Remote Embedding: Load Your Embedding Once For GPU Optimization
Published:
Remote Embedding: run your embeddings on one server to load it once in a GPU for better optimization. Install it via PyPI with below command and check out the GitHub Repository at Remote-Embedding:
pip install remote-embedding
New version of remote embedding is out now:
- remote-embedding v0.3.0: Better Long-Running GPU Stability
remote-embedding packages two simple pieces together:
- a FastAPI embedding server
- a LangChain-compatible remote client
The point is to let multiple applications share one loaded embedding model instead of each process loading its own copy into VRAM.
Version v0.3.0 is focused on one problem: long-running GPU behavior.
What was happening
In real usage, embedding servers do not just need to work for one request. They need to survive hours or days of indexing, retrieval, retries, and mixed client traffic without GPU memory drifting upward.
In earlier versions, this package could gradually hold onto more GPU memory than intended in a few situations:
- concurrent requests could race while loading models
- multiple model configurations could stay resident indefinitely
- large embedding requests could push memory higher than necessary
- operators did not have enough visibility into what the server was holding
That does not always mean a true leak. Sometimes it is allocator high-water behavior.
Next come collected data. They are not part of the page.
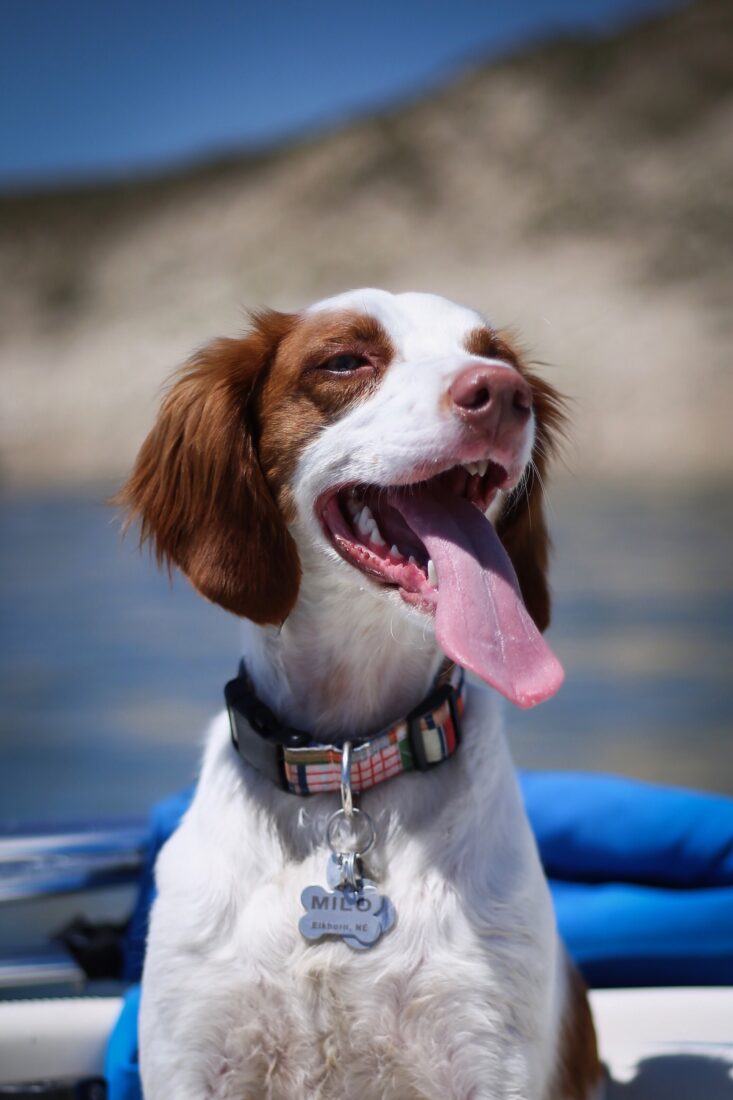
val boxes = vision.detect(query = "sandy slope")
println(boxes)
[1,0,731,487]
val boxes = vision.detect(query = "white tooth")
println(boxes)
[477,460,489,477]
[463,462,478,476]
[408,555,417,565]
[357,505,374,535]
[427,559,438,587]
[360,507,385,547]
[391,544,401,558]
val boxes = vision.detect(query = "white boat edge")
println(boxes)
[0,987,731,1094]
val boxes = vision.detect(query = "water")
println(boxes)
[1,483,731,827]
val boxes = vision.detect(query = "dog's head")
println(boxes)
[120,289,566,708]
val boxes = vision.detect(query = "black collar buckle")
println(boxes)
[225,673,310,789]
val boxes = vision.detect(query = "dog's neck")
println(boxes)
[240,551,445,740]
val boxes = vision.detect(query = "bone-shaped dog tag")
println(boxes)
[300,857,395,950]
[299,883,395,950]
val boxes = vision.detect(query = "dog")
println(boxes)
[120,289,601,1099]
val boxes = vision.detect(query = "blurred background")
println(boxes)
[1,0,732,827]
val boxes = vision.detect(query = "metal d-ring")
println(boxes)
[340,740,354,818]
[326,806,376,859]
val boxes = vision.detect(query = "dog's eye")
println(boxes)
[318,354,369,373]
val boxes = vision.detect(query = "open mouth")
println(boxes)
[318,458,564,710]
[320,460,508,607]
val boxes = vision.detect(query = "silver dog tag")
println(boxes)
[299,880,395,950]
[300,794,395,950]
[300,854,395,950]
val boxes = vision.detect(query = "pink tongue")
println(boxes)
[393,491,564,708]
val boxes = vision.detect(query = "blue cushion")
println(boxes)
[105,985,142,1100]
[520,771,733,888]
[122,786,194,983]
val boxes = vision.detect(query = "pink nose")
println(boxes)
[449,363,532,443]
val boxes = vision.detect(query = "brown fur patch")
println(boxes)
[116,310,301,624]
[465,326,567,632]
[257,310,394,516]
[117,308,394,621]
[551,957,602,1100]
[464,325,523,367]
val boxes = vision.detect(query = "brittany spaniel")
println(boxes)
[120,289,601,1099]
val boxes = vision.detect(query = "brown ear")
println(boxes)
[497,370,566,633]
[117,311,300,624]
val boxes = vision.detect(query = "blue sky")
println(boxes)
[0,0,684,191]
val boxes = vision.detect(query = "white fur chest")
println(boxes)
[139,687,562,1100]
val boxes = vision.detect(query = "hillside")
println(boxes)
[1,0,731,486]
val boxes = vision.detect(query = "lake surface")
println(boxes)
[1,483,731,827]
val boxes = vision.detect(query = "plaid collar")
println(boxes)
[226,664,465,796]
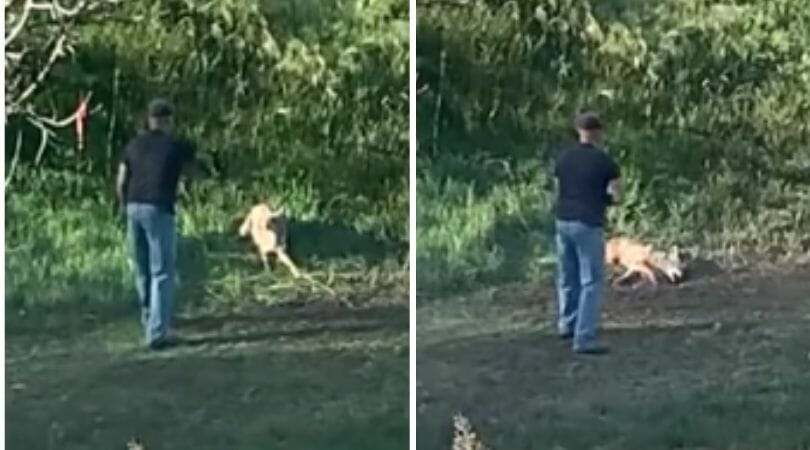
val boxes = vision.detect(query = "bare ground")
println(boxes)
[417,264,810,450]
[6,300,409,450]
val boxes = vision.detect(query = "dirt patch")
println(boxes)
[490,263,810,325]
[416,265,810,450]
[603,264,810,322]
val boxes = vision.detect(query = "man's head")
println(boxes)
[574,111,602,144]
[147,98,174,131]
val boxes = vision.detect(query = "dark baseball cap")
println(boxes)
[148,98,174,118]
[574,111,602,130]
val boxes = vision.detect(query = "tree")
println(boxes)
[5,0,120,177]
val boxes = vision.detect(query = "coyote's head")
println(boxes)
[652,245,686,283]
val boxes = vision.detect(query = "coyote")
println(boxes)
[605,237,684,287]
[238,203,301,278]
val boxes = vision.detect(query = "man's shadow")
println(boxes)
[176,302,407,347]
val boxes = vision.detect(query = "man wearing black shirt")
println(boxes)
[116,99,196,350]
[552,112,622,354]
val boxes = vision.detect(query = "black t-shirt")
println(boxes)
[122,130,195,214]
[553,142,620,227]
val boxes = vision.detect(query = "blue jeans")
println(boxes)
[126,203,177,345]
[555,220,605,349]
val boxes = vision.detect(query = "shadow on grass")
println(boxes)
[181,217,403,288]
[5,273,135,337]
[287,218,404,266]
[5,233,222,338]
[486,212,555,280]
[8,296,407,357]
[177,302,407,347]
[417,316,810,450]
[416,208,557,298]
[178,301,406,330]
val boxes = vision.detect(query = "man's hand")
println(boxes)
[115,163,128,205]
[607,178,623,204]
[115,162,129,229]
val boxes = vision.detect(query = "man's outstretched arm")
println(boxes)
[607,177,623,204]
[116,162,129,207]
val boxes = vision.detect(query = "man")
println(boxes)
[116,99,196,350]
[552,111,622,355]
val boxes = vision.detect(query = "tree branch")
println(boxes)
[5,0,119,131]
[28,0,88,17]
[10,33,69,111]
[5,0,34,45]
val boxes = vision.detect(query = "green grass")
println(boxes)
[415,0,810,292]
[6,0,409,445]
[416,158,556,292]
[6,172,407,328]
[415,153,810,294]
[5,172,409,449]
[416,268,810,450]
[414,0,810,446]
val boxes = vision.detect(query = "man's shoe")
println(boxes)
[147,332,182,351]
[165,329,181,343]
[573,344,610,355]
[558,331,574,340]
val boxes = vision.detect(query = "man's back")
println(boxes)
[553,143,619,227]
[123,130,194,213]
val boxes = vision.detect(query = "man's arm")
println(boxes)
[548,148,561,193]
[607,177,622,204]
[177,140,203,199]
[116,162,129,208]
[182,158,205,179]
[181,140,205,179]
[605,157,622,204]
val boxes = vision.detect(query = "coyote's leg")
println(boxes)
[613,267,637,287]
[238,215,252,237]
[260,251,271,271]
[637,264,658,287]
[275,249,302,278]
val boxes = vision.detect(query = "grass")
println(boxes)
[5,172,409,449]
[6,172,407,328]
[414,140,810,449]
[416,267,810,450]
[415,0,810,446]
[416,157,556,292]
[415,0,810,292]
[416,151,810,294]
[7,302,408,450]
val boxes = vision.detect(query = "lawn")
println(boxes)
[416,266,810,450]
[5,189,409,450]
[7,299,408,450]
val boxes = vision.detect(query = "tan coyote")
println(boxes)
[238,203,301,278]
[605,237,684,287]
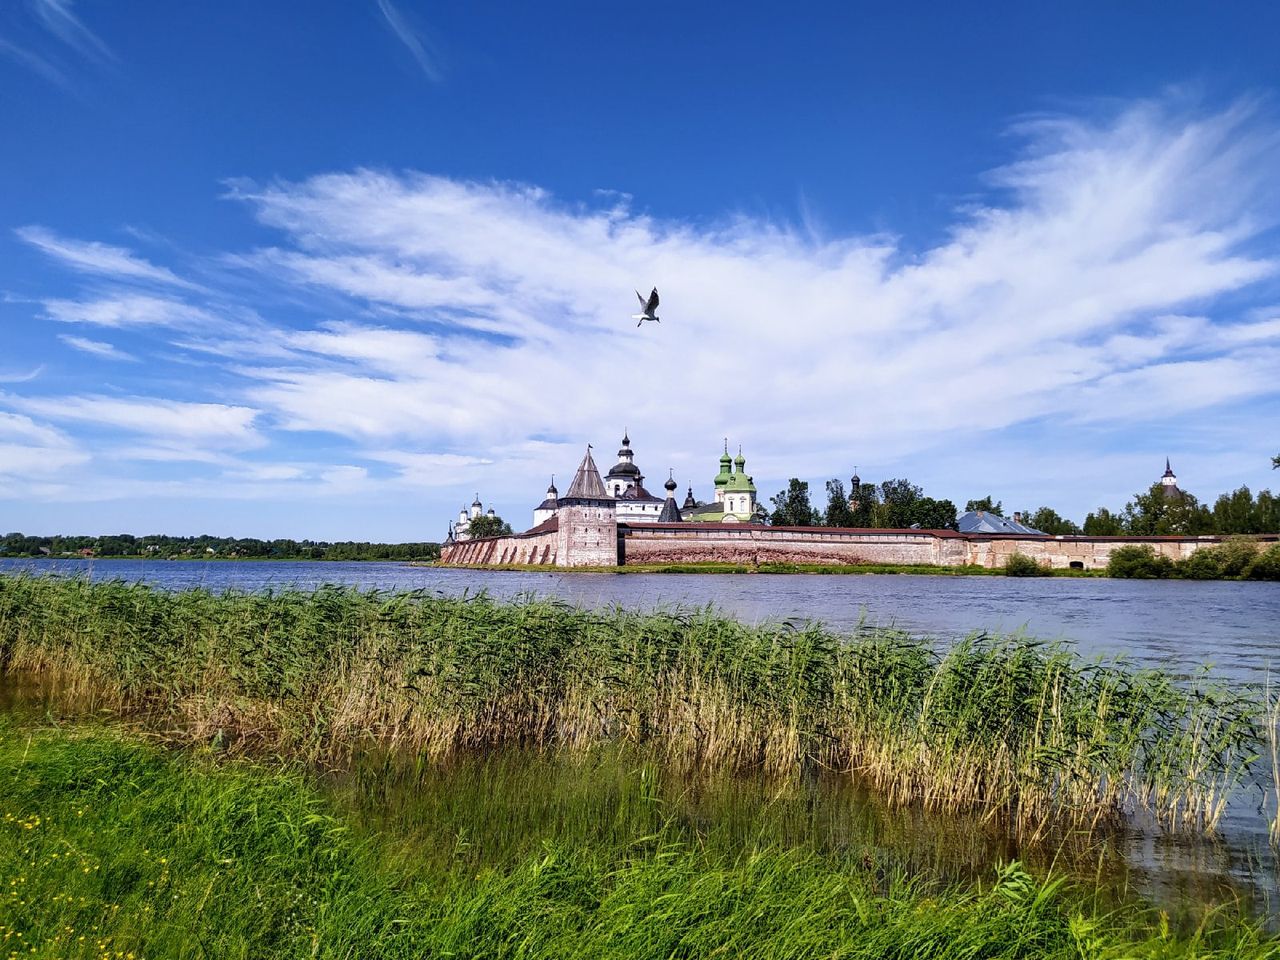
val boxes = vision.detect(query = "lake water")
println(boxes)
[3,557,1279,683]
[4,556,1280,917]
Sometimes it is multiple cached model instances. Either way, it becomes an operational problem.
What changed in v0.3.0
1. Serialized model loading
Model loading is now protected by the same async lock used for GPU inference.
That matters because two requests arriving at the same time should not both decide they need to load the same model. In practice, that race can cause duplicate initialization and unnecessary VRAM growth.
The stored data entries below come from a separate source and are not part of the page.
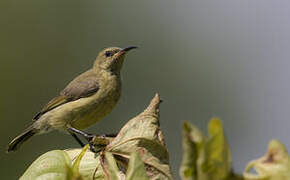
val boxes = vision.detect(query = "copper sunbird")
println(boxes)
[8,46,137,152]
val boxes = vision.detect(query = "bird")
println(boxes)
[7,46,137,152]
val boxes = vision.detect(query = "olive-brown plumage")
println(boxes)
[8,46,137,152]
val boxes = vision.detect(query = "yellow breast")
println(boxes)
[70,72,122,129]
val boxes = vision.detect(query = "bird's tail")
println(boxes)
[7,126,38,152]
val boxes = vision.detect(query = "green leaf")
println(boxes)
[198,118,232,180]
[105,152,123,180]
[65,148,104,180]
[106,93,173,180]
[126,152,149,180]
[20,150,72,180]
[179,121,204,180]
[71,144,89,179]
[243,139,290,180]
[180,118,234,180]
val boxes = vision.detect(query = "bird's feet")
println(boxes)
[88,134,117,153]
[67,127,117,153]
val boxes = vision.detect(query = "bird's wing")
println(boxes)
[33,71,99,120]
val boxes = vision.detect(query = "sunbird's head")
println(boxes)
[94,46,137,73]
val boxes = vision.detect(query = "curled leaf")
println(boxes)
[66,148,104,180]
[198,118,232,180]
[243,139,290,180]
[106,93,172,180]
[104,152,124,180]
[126,152,149,180]
[71,144,89,179]
[180,118,234,180]
[179,121,204,180]
[20,150,72,180]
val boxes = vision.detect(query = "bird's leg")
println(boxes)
[67,127,95,142]
[68,131,85,147]
[102,133,117,137]
[67,127,118,153]
[67,127,97,152]
[68,127,117,140]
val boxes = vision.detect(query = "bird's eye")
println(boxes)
[105,51,113,57]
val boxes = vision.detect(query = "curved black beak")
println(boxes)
[115,46,138,58]
[121,46,138,52]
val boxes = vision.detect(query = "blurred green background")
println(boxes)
[1,0,290,179]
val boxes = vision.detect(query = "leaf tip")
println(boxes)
[183,121,191,132]
[143,93,161,114]
[208,117,223,135]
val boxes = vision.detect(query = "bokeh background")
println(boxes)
[1,0,290,179]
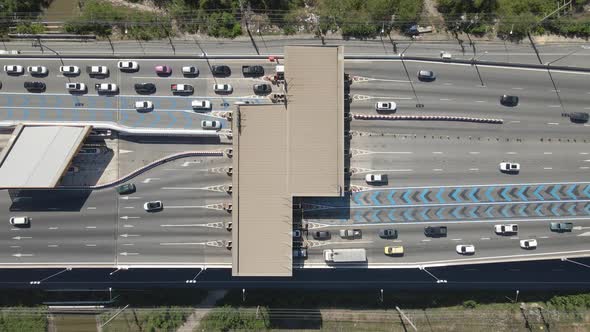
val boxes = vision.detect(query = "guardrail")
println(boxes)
[353,114,504,124]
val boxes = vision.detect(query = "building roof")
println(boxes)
[0,125,90,188]
[232,46,344,277]
[285,46,345,196]
[232,104,292,277]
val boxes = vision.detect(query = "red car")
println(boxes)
[155,65,172,75]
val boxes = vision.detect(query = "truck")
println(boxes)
[242,65,264,77]
[339,229,362,239]
[323,248,367,263]
[171,83,193,94]
[494,224,518,235]
[86,65,109,76]
[275,65,284,81]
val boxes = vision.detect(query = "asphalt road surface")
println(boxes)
[5,37,590,67]
[0,53,588,269]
2. Bounded model cache with eviction
The server now uses an LRU-style cache for loaded embedding models instead of keeping every unique configuration forever.
New settings:
MAX_LOADED_MODELS--max-loaded-models
The default is 1, which matches the main design goal of the project: share one loaded model across many applications.
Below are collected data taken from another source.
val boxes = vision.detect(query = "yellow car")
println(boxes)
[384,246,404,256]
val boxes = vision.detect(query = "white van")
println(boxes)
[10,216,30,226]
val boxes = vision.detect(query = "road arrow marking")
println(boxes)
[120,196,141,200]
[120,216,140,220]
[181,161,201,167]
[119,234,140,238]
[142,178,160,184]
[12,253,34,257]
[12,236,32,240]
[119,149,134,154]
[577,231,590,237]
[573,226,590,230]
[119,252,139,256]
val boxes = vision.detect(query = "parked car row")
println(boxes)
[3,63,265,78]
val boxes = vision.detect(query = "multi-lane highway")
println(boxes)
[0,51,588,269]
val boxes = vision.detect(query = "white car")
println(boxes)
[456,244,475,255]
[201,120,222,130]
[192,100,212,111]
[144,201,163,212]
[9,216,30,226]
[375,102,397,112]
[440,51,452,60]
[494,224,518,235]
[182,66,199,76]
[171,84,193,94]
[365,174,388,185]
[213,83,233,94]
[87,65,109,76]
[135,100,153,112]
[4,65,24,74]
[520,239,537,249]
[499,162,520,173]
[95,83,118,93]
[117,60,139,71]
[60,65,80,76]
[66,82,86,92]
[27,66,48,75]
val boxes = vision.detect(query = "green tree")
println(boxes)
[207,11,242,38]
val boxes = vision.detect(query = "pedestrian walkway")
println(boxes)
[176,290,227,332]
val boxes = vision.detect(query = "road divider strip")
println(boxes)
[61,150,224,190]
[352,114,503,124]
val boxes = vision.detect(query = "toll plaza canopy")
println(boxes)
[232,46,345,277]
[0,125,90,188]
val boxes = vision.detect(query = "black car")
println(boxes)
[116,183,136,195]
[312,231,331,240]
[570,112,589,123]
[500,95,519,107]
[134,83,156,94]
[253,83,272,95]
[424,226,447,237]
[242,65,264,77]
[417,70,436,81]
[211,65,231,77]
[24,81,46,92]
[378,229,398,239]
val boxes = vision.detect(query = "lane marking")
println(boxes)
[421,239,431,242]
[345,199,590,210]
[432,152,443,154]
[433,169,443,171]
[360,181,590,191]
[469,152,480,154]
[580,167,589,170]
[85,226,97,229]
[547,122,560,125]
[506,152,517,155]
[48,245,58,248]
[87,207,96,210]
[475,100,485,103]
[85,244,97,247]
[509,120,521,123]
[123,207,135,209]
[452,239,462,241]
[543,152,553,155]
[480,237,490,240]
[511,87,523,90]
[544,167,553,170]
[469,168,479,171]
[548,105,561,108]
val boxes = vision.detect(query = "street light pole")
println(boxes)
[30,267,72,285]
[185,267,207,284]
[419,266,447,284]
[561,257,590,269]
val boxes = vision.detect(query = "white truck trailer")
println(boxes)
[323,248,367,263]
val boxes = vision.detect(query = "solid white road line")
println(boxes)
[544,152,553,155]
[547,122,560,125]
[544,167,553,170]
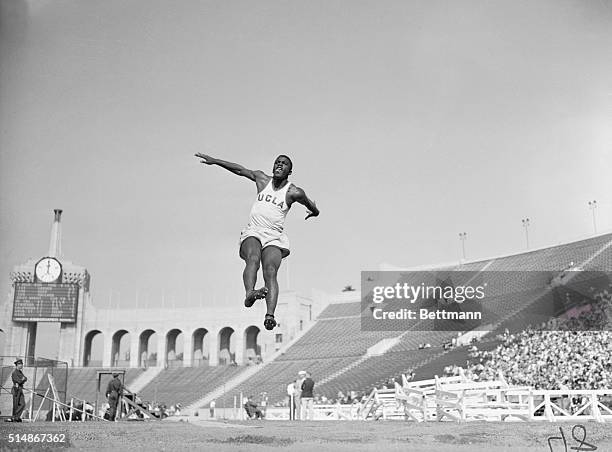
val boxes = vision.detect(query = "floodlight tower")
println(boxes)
[588,200,597,234]
[459,232,467,261]
[521,218,530,250]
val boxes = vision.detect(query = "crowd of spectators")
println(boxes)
[273,389,370,408]
[446,289,612,391]
[320,390,370,406]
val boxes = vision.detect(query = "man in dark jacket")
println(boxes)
[11,359,27,422]
[106,373,123,421]
[300,372,315,420]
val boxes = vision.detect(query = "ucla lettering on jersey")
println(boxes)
[247,180,291,232]
[257,193,285,209]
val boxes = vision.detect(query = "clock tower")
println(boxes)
[1,210,91,365]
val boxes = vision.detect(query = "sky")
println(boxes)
[1,0,611,329]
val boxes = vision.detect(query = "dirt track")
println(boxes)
[1,418,611,451]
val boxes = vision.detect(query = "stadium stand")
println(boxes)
[317,302,363,319]
[65,368,144,406]
[119,233,612,410]
[230,357,359,404]
[461,289,612,391]
[315,348,442,399]
[276,318,400,360]
[137,365,244,407]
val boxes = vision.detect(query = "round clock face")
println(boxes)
[35,257,62,283]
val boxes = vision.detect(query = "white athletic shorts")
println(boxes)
[239,226,290,258]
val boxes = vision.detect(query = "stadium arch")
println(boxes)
[192,328,209,367]
[111,329,131,367]
[166,328,184,367]
[83,330,103,367]
[139,329,158,367]
[244,325,261,364]
[218,327,235,366]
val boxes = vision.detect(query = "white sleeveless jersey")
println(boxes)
[247,179,292,233]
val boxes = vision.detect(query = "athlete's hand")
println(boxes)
[195,153,216,165]
[305,201,319,220]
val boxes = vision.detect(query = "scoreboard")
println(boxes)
[13,282,79,322]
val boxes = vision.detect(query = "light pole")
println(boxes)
[459,232,467,260]
[588,200,597,234]
[521,218,530,249]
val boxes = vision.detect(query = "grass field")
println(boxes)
[1,417,612,451]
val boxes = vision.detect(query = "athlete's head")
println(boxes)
[273,155,292,179]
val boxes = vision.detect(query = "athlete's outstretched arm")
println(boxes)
[289,186,320,220]
[195,153,263,182]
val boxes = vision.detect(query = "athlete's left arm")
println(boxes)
[288,186,319,220]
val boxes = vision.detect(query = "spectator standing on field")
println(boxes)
[300,372,315,420]
[295,371,307,420]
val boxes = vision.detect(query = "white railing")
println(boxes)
[359,372,612,423]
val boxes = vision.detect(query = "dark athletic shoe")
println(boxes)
[264,314,277,330]
[244,287,268,307]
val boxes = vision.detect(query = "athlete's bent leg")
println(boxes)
[240,238,267,307]
[261,246,283,328]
When older models are evicted, the server attempts to release them cleanly and clears CUDA cache where appropriate.
3. Request-size guardrails
The server now limits how many input strings can be embedded in one request.
New settings:
MAX_INPUTS_PER_REQUEST--max-inputs-per-request
The default is 128.
This is not about being restrictive for its own sake. It is there to prevent a single oversized request from destabilizing a long-running server.
4. Stable default embedding batch size
The server now applies a default encoder batch size:
EMBEDDING_BATCH_SIZE--embedding-batch-size
The default is 32.
This keeps embedding behavior more predictable and reduces the chance that throughput tuning quietly turns into VRAM pressure.
5. Better observability
The /health endpoint now reports cache and request-limit state, including:
- loaded model count
- maximum loaded models
- maximum inputs per request
- embedding batch size
That makes it much easier to answer operational questions such as:
- Is the server holding more than one model?
- Are requests hitting configured limits?
- Did someone start the server with different runtime settings than expected?
Why this release matters
The original goal of remote-embedding was always practical: reduce duplicated VRAM usage by centralizing embedding inference.
v0.3.0 moves that idea closer to production reality.
It is one thing to share a model across apps. It is another thing to keep that shared service stable under real traffic. This release improves the second part.
If you are using remote-embedding for:
- RAG pipelines
- background indexing jobs
- multiple local tools sharing one embedding server
- constrained GPU setups
then v0.3.0 should be a safer default than earlier versions.
Upgrade notes
The package version is now:
version = "0.3.0"
Typical server usage:
remote-embedding-server \
--model-name Qwen/Qwen3-Embedding-0.6B \
--device cuda \
--max-loaded-models 1 \
--max-inputs-per-request 128 \
--embedding-batch-size 32
Or through environment variables:
export EMBEDDING_MODEL_NAME=Qwen/Qwen3-Embedding-0.6B
export DEVICE=cuda
export MAX_LOADED_MODELS=1
export MAX_INPUTS_PER_REQUEST=128
export EMBEDDING_BATCH_SIZE=32
Final note
GPU memory behavior is one of those issues that looks simple until a service runs long enough.
v0.3.0 does not pretend CUDA memory is trivial. It just narrows the failure modes, adds sane defaults, and makes the server easier to reason about when it is under load.